PUBG Chinese Cheating players mass banning

The Chinese game market is the biggest video game market. It contains the largest gaming audience for competitive gaming such as PUBG (Player Unknown Battleground). Tencent and Bluehole Inc. are the video game distributor for PUBG in China so they control the game servers. With such a larger gaming audience, there is also a huge group of hackers. Rather than simply banning their players, Tencent also sends the Chinese police. Law enforcement has found at least 30 cases and 120 people suspected of developing cheating software. The software ranges from X-ray vision and auto-targeting. Even people who have past convictions will go to jail.

Tencent Logo.svg

Hackers are even offering their cheating services on PUBG’s top leaderboards.

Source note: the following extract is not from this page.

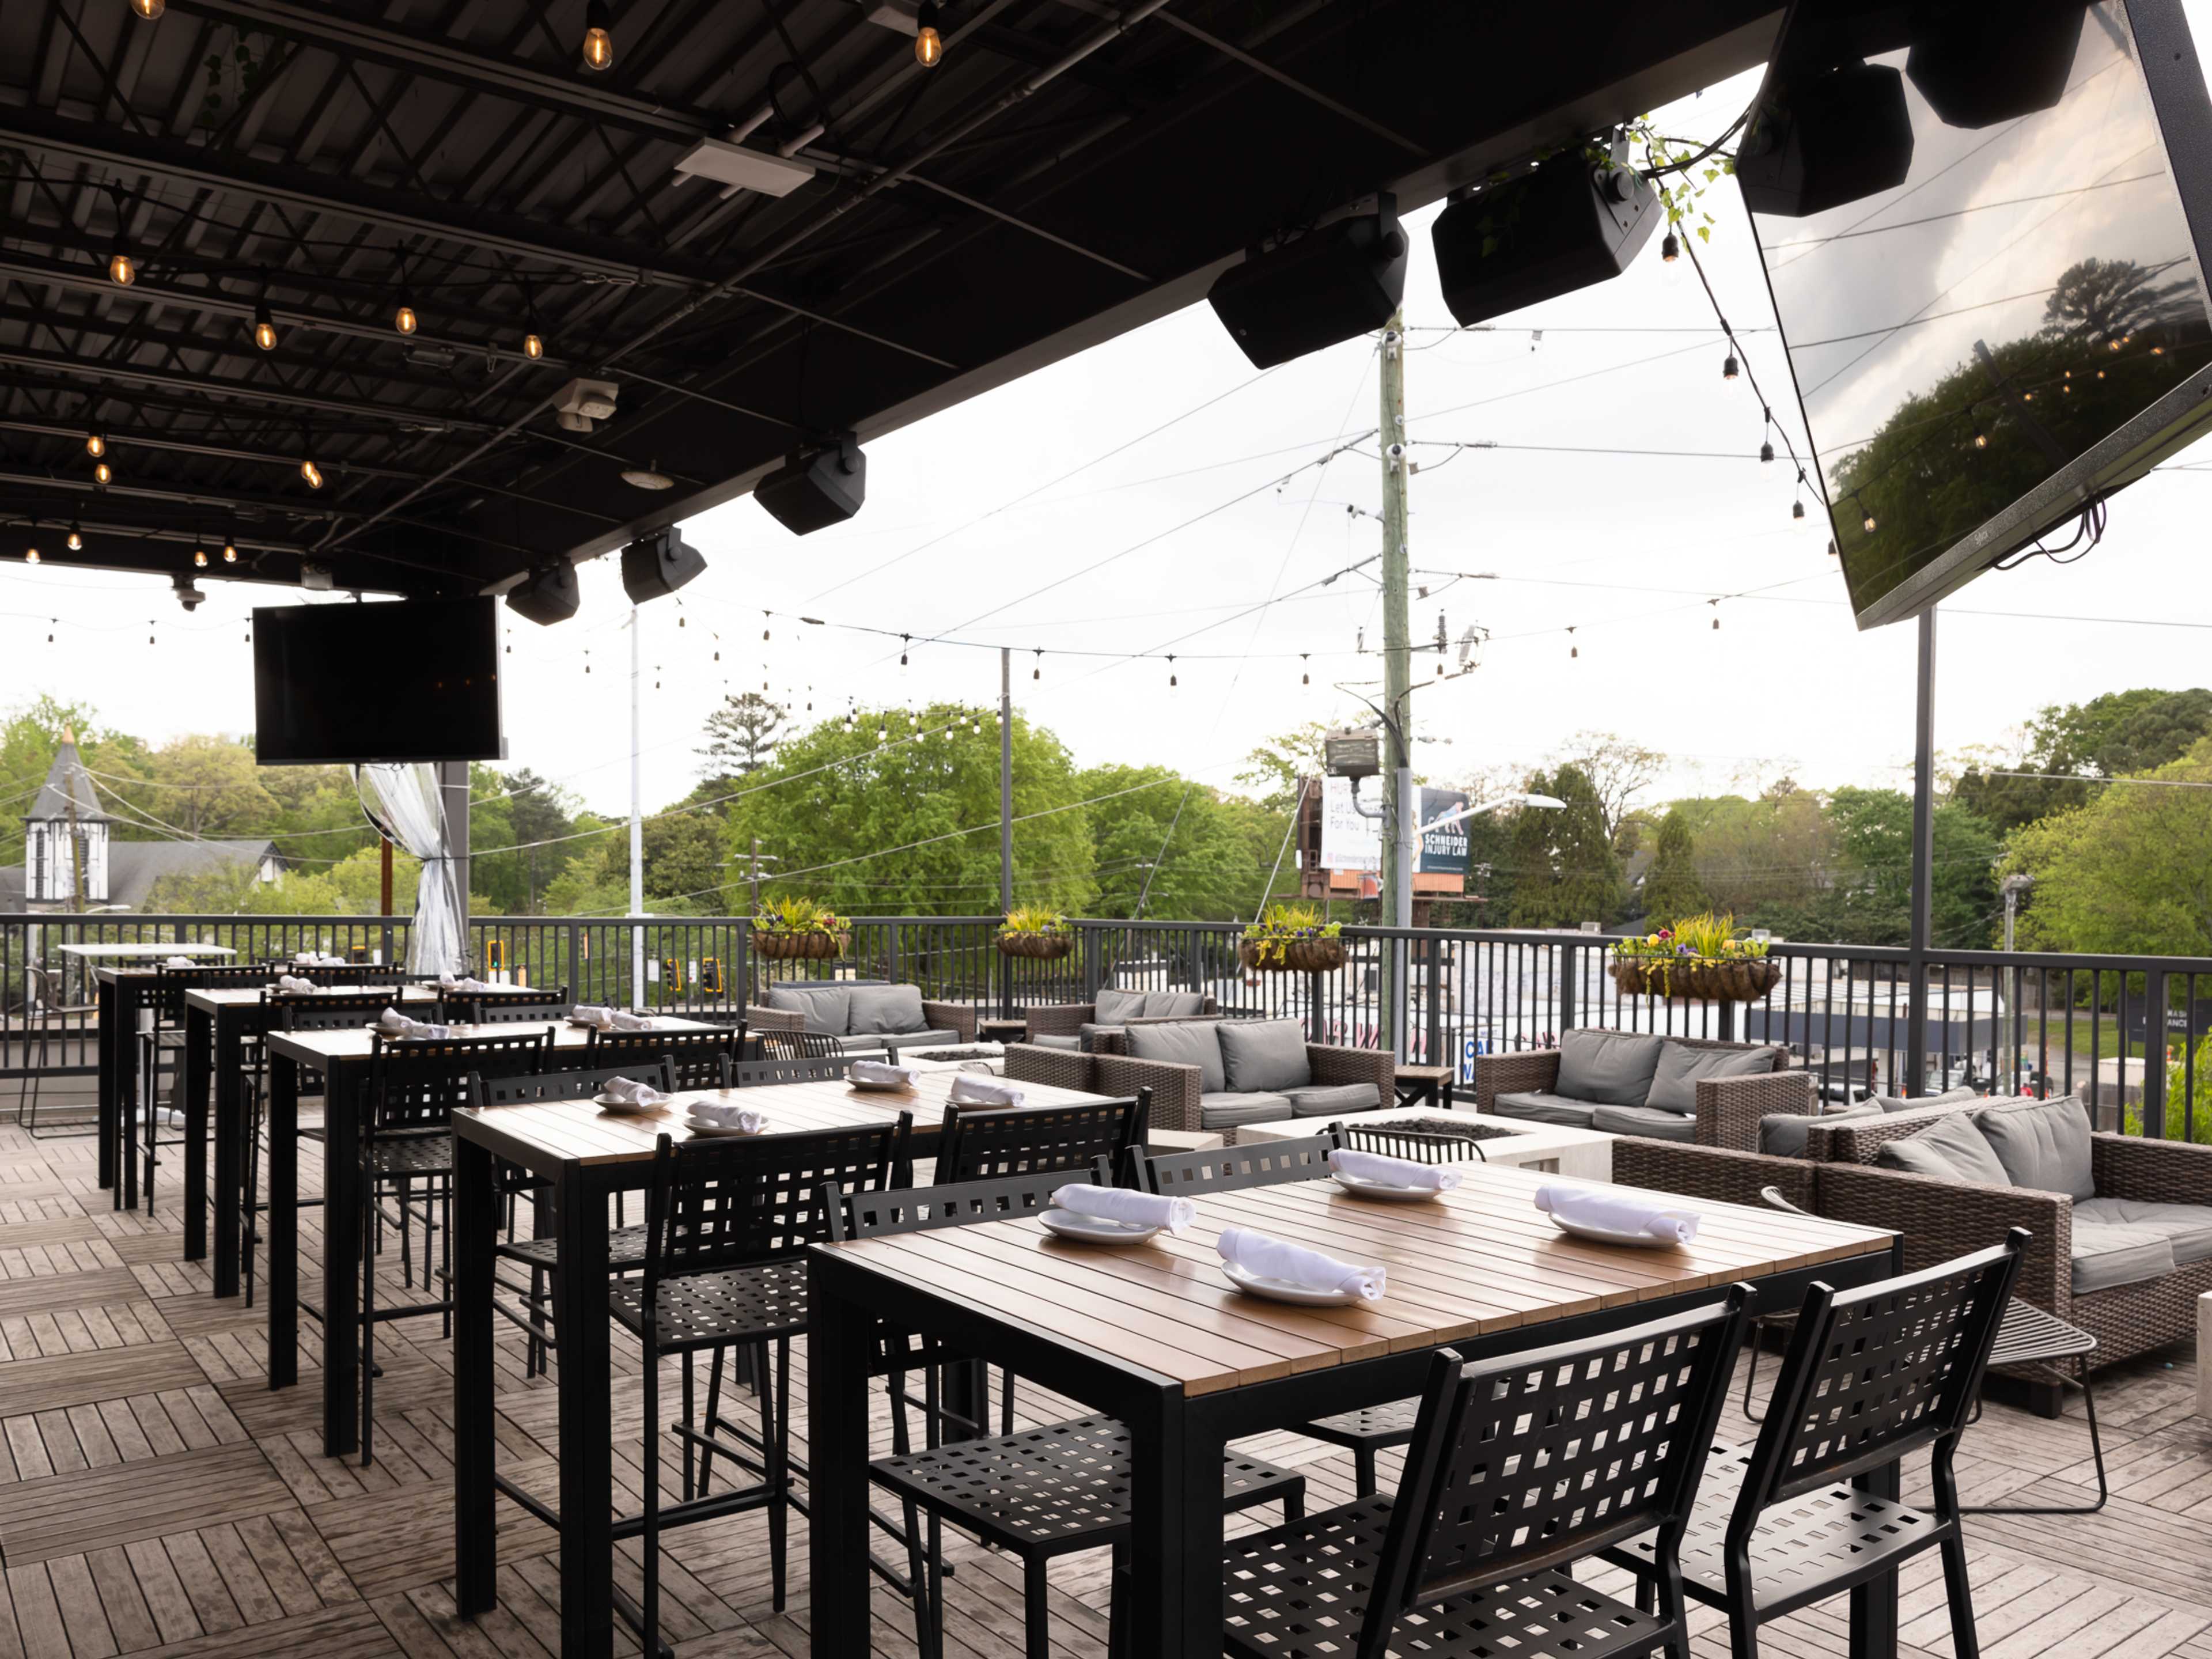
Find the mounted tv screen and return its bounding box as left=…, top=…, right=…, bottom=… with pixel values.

The top 10 players are all hackers with names such as “contact QQ574352672,” a private account where people can purchase the cheating software. Kim Hak-joon, who analyzes gaming stocks for South Korea’s Kiwoom Securities Co. (PUBG is a Korean game) stated: “Cheaters mostly drive away new users, and without retaining new users, PUBG won’t be able to consolidate its early success and become a long-lasting hit.”

Bluehole’s anti-cheats partner, Battleye, has banned 1.6 million accounts which are about 6% of the total community. People convicted of disrupting computer networks face five years’ imprisonment or more under Chinese law. In 2010, a couple was fined 3 million yuan (465,000) and sentenced to nine years for selling cheat software, according to local media reports. China and Tencent are also very familiar with the number of hackers and cheat creators. Tencent has even filed a lawsuit against piracy after they signed exclusive distribution rights with global record labels. It’s a tough fight that even Allen Zhang, head of anti-cheating, stated “It’s a never-ending battle…You could come up with something effective today, but encounter something completely different the next day.”

The Chinese market will probably never remove the number of hackers in China. With the criminalization of cheating, distributors will always exist. They may even produce them in different countries to offer their services like boosting in League of Legends.

Sources:

Bloomberg

Epic sues 14-year old for cheat mods in Fortnite

FortniteEpic Games‘ battle royal type game, has an issue with cheat mods in the game and community. They have filed two civil complaints against two alleged associates who use cheats from Addicted Cheats to actively kill Twitch Streamers players live online. This is known as stream sniping. Players actively look at Streamers live cam footage to find them and actively hunt them from an unfair advantage.

The service from Addicted Cheats is $5 – $15 a month. It allows people to use aimbots and track players throughout the map. The cheat has to modify the game’s source code which is against Fornite’End User License Agreement and the Copyright Act. Fortnite‘s rule of conduct doesn’t forbid stream sniping like Player Unknown Battlegrounds but forbids cheating. One defendant has been banned multiple times and has created multiple accounts and continued cheating. When asked why “Because its [sic] fun to rage and see streamers cry about how loaded they are and then get them stomped anyways.” He also found another way to cheat after Epic created a block on cheaters stating “Now method is exposed . . . Epic Eat my ass.” As you can tell, he doesn’t feel guilty over his actions.

The other accused is a 14-year-old. Whether Epic was aware of their age prior to the lawsuit. The mother is quite unhappy and has written a letter to the court which attacks Epic‘s handling of the case. TLDR version below from Kotaku:

  • She says that Fortnite’s terms require parental consent for minors and that she never gave this consent.
  • She says the case is based on a loss of profits but argues that it’s a free-to-play video game. In order to prove a loss Epic would need to provide a statement certifying that Rogers’ cheating directly caused a “mass profit loss”.
  • She claims that by going after individual players, rather than the websites selling/providing the software necessary to cheat in an online game, Epic is “using a 14-year-old child as a scapegoat”.
  • She claims that her son did not, as Epic allege, help create the cheat software, but simply downloaded it as a user, and that Epic “has no capability of proving any form of modification”.
  • Finally, the mother says that by releasing her son’s name publicly in conjunction with the move that Epic has violated Delaware laws related to the release of information on minors.

The 14-year-old lives in Delaware and can be sued for damages based on how much the considered loss in money Epic states in the lawsuit. The parent would have to pay the sum. Adolescents can also sign contracts but have different degrees. Epic has yet to respond on whether they will proceed on using the 14-year-old.